Fortnite attaqué en justice pour avoir créé un jeu addictif ?

Jeux Vidéo

Par Julie Hay le

Un cabinet québécois lance une demande d’action collective contre Epic Games et accuse le jeu d’être volontairement addictif. 

Le phénomène Fortnite Battle Royal n’est pas du goût de tout le monde et certains dénoncent l’aspect volontairement addictif du free-to-play. 20 minutes rapporte ainsi les propos de Jean-Philippe Caron, avocat en charge du dossier : « On parle d’un jeu qui a été développé par des équipes de psychologues spécialisés pour créer un caractère d’addiction et on reproche à la compagnie de ne pas avoir divulgué tous les risques et dangers inhérents au produit ». Le document de demande d’action collective affirme également : « Les créateurs auraient utilisé les mêmes tactiques que les créateurs de machine à sous, soit des programmes de récompense variables, pour s’assurer de la dépendance de ses utilisateurs, le cerveau étant manipulé pour toujours désirer davantage »
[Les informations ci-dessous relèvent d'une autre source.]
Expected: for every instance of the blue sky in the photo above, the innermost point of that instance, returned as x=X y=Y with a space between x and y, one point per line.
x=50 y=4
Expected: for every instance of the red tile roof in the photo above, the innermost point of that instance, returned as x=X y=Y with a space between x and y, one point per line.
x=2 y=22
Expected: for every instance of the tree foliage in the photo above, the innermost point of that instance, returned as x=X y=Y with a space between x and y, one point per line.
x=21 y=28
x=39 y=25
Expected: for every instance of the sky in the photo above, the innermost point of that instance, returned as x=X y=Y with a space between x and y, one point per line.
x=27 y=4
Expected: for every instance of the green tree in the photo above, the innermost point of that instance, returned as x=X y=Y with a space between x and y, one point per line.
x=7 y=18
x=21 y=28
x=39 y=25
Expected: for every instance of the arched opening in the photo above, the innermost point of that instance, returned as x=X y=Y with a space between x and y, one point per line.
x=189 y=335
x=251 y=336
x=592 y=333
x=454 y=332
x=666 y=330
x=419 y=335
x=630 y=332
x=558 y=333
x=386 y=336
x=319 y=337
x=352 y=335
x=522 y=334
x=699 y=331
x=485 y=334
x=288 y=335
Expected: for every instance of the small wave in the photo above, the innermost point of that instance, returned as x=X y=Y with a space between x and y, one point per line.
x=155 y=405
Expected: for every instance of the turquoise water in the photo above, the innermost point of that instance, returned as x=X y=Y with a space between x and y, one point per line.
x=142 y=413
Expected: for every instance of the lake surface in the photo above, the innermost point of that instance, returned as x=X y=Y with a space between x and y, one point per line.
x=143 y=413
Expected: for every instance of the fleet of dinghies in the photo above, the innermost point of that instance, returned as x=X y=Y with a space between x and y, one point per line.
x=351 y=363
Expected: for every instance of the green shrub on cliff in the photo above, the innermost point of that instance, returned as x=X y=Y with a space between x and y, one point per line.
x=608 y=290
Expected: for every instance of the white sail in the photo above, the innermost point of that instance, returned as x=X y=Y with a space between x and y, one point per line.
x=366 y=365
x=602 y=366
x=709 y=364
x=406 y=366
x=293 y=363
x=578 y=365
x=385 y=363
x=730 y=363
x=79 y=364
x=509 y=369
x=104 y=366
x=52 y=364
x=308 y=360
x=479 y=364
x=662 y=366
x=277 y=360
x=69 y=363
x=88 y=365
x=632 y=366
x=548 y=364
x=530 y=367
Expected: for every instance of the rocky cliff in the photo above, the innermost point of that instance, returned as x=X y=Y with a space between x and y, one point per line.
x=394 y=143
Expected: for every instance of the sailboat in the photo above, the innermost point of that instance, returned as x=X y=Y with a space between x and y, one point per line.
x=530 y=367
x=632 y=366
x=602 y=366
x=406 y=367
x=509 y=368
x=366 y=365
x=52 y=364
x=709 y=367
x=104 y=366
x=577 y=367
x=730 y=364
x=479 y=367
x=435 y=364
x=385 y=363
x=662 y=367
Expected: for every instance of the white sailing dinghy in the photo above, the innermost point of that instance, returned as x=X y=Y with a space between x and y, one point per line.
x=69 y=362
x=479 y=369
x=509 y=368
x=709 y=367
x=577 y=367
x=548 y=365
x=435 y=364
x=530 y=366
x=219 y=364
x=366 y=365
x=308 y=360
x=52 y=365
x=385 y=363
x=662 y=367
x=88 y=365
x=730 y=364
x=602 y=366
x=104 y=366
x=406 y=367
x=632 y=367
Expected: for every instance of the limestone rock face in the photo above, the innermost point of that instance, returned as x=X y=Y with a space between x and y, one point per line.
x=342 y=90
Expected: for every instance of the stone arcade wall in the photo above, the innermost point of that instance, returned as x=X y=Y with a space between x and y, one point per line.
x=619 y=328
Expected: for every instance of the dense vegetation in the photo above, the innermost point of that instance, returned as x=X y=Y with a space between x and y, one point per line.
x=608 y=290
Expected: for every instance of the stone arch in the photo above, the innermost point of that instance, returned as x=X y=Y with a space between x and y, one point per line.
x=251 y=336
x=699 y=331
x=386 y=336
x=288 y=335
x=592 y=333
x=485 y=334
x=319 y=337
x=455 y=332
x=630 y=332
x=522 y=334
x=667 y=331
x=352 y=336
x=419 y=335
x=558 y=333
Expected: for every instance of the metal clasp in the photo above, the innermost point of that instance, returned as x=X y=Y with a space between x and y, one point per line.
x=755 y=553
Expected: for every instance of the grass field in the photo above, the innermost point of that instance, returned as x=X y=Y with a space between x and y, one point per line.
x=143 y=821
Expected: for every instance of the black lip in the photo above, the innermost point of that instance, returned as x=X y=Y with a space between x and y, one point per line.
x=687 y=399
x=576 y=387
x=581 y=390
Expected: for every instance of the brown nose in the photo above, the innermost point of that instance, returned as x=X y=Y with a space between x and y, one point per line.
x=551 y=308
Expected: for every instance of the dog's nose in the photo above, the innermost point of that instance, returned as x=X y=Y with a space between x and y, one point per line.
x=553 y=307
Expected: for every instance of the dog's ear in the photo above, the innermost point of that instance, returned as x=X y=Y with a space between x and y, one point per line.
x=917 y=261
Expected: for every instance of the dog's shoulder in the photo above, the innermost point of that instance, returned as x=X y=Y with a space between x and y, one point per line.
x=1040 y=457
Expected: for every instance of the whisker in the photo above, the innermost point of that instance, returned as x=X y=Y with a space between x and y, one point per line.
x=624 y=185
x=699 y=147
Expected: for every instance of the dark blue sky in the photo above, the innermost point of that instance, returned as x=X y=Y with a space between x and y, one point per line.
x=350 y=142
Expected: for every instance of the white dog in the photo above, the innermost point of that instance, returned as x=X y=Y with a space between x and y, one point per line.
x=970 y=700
Première mondiale, la procédure a été enclenchée à l’initiative de parents dont les enfants auraient développé une addiction au jeu d’Epic Games. « L’addiction au jeu Fortnite a de réelles conséquences sur la vie des joueurs dont plusieurs ont développé des problèmes tels qu’ils ne mangent pas, ne se douchent pas, et ne socialisent plus » précise le document de demande d’action collective. Il souligne aussi l’existence de nombreux centres de réhabilitation dédiés à l’addiction du jeu aux 250 millions d’adeptes. Il faut dire que le free-to-play est financé exclusivement par les achats des joueurs. Le jeu PEGI 12 s’adresse donc à un public très jeune, qui n’hésite pas à dépenser de l’argent pour obtenir des récompenses virtuelles. Rappelons aussi que récemment l’OMS a reconnu l’addiction aux jeux vidéo comme une maladie.

Epic Games n’a pour l’heure pas réagit. L’avocat qui pilote la demande d’action collective affirme que si elle est autorisée, Epic Games pourrait s’exposer à des dizaines voire des centaines de millions de dollars en dommages et intérêts. L’autorisation d’une action en justice sera donnée ou non d’ici un an.